First, Myc would never be able to replicate all the downstream effects exercise has throughout the body. It is also the cause of tumors and cancers, so there are inherent dangers to manipulating its expression.

Instead, Murach thinks manipulating Myc might best be employed as an experimental strategy to understand how to restore exercise adaptation to old muscles showing declining responsiveness.

Possibly it could also be a means of supercharging the exercise response of astronauts in zero gravity or people confined to bed rest who only have a limited capacity for exercise. Myc has many effects, both good and bad, so defining the beneficial ones could lead to a safe therapeutic that could be effective for humans down the road.

Murach sees their research as further validation of exercise as a polypill. “Exercise is the most powerful drug we have,” he says, and should be considered a health-enhancing—and potentially life-extending—treatment along with medications and a healthy diet.

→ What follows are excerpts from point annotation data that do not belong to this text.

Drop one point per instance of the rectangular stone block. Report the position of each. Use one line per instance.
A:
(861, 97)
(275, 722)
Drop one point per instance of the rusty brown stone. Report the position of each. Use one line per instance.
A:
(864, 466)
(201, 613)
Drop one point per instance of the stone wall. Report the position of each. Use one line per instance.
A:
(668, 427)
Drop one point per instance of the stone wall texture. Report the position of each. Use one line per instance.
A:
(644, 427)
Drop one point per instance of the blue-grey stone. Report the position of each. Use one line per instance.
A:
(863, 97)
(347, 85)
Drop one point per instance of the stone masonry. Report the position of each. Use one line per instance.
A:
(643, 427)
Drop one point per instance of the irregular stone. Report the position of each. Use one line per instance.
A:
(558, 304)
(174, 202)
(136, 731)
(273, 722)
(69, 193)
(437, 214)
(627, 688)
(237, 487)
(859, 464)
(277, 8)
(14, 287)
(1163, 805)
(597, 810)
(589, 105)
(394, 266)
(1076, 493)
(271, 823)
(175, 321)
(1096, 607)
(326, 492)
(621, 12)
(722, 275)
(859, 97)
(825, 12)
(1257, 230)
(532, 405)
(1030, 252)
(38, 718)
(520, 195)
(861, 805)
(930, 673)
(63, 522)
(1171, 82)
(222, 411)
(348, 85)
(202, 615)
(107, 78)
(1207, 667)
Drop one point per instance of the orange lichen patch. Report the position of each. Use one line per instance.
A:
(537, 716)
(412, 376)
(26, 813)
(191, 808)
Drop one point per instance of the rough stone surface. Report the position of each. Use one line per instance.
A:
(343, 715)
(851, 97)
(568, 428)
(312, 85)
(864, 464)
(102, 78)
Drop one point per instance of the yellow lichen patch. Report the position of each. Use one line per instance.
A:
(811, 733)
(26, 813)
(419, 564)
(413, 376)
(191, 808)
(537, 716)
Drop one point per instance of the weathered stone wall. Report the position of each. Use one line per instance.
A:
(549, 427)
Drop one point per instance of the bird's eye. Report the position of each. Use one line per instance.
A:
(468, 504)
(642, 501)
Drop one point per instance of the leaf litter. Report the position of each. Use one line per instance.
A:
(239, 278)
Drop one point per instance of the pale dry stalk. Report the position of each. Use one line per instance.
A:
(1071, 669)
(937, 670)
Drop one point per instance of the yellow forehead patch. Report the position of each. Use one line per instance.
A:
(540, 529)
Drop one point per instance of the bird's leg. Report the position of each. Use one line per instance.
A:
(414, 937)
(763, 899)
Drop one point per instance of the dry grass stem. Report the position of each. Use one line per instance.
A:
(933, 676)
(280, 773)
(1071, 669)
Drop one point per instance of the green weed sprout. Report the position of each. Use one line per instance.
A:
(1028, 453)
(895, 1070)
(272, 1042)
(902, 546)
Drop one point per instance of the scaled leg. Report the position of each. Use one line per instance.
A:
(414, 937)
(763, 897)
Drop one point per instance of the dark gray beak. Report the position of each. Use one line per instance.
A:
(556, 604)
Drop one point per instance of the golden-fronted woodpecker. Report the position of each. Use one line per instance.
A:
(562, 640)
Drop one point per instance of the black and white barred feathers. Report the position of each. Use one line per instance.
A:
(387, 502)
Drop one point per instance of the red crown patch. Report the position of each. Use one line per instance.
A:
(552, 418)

About this exercise, genetics, and aging research news

Author: Press Office
Source: University of Arkansas
Contact: Press Office – University of Arkansas
Image: The image is in the public domain

Original Research: Closed access.
A molecular signature defining exercise adaptation with ageing and in vivo partial reprogramming in skeletal muscle” by Ronald G. Jones et al. Journal of Physiology


Abstract

A molecular signature defining exercise adaptation with ageing and in vivo partial reprogramming in skeletal muscle

Exercise promotes functional improvements in aged tissues, but the extent to which it simulates partial molecular reprogramming is unknown.

Using transcriptome profiling from 1) a skeletal muscle-specific in vivo Oct3/4Klf4Sox2, and Myc (OKSM) reprogramming-factor expression murine model, 2) an in vivo inducible muscle-specific Myc induction murine model, 3) a translatable high-volume hypertrophic exercise training approach in aged mice, and 4) human exercise muscle biopsies, we collectively defined exercise-induced genes that are common to partial reprogramming.

Late-life exercise training lowered murine DNA methylation age according to several contemporary muscle-specific clocks.

A comparison of the murine soleus transcriptome after late-life exercise training to the soleus transcriptome after OKSM induction revealed an overlapping signature that included higher JunB and Sun1. Also, within this signature, downregulation of specific mitochondrial and muscle-enriched genes was conserved in skeletal muscle of long-term exercise-trained humans; among these was muscle-specific Abra/Stars

Myc is the OKSM factor most induced by exercise in muscle and was elevated following exercise training in aged mice. A pulse of MYC rewired the global soleus muscle methylome, and the transcriptome after a MYC pulse partially recapitulated OKSM induction.

A common signature also emerged in the murine MYC-controlled and exercise adaptation transcriptomes, including lower muscle-specific Melusin and reactive oxygen species-associated Romo1.

With Myc, OKSM, and exercise training in mice as well habitual exercise in humans, the complex I accessory subunit Ndufb11 was lower; low Ndufb11 is linked to longevity in rodents. Collectively, exercise shares similarities with genetic in vivo partial reprogramming.